久原小学校下の庚申塔(大田区久が原)
久原(くがはら)小学校、久が原、久ヶ原と3つの表現があるが、どれも読みは「くがはら」である。しかし小学校は昭和26年まで「きゅうげん」と読んだらしい。それがなぜなのかは分からない。小学校の東を北から南に下る坂道は昭和に入る頃に出来た道で、それ以前は小学校の東にある久が原東部八幡神社の前の坂「宮坂」を通っていた。
小学校の坂下は緩やかな谷になっていて呑川の支流がこの短い谷を形成したようだ。現在は川の流れの痕跡も分らない。谷頭は平間道(中世の東海道)が尾根筋を通っていた。耕地整理が行われさらに宅地開発で坂道が均されて平坦になってくると気づかなくなるがこういう微地形に敏感になると街歩きの世界が広がる。
おそらく細流が流れていたであろう低地に庚申堂がある。

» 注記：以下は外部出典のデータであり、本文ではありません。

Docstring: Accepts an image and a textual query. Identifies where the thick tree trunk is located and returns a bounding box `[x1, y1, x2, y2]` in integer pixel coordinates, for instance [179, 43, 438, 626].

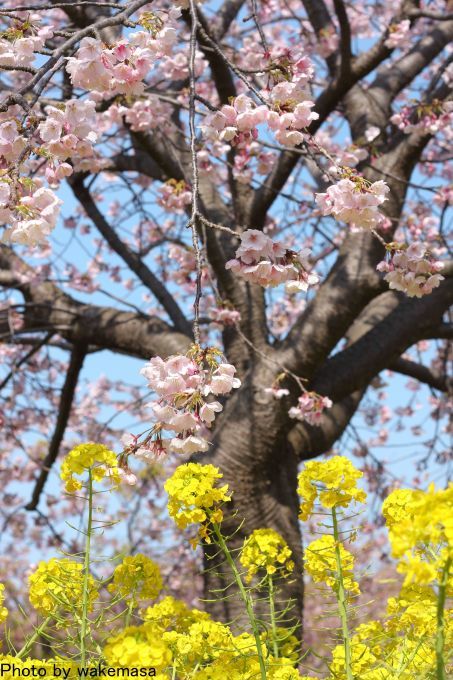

堂内には角柱型の庚申塔が祀られている。文字塔で正面には「庚申供養 南無妙法蓮華経 久ヶ原村」と書かれている。造立年は享保20年(1735)12月。願主10人銘が刻まれており、松永姓が3人、平林姓、中嶋姓、野口姓が2人、青木姓が1人だが、この堂宇の前にあるのは平林家である。堂内には平成29年に堂宇を再建した折の協力者名があるのだが、その中にエステベス・ミゲルさんという名前があったのには思わずうれしくなった。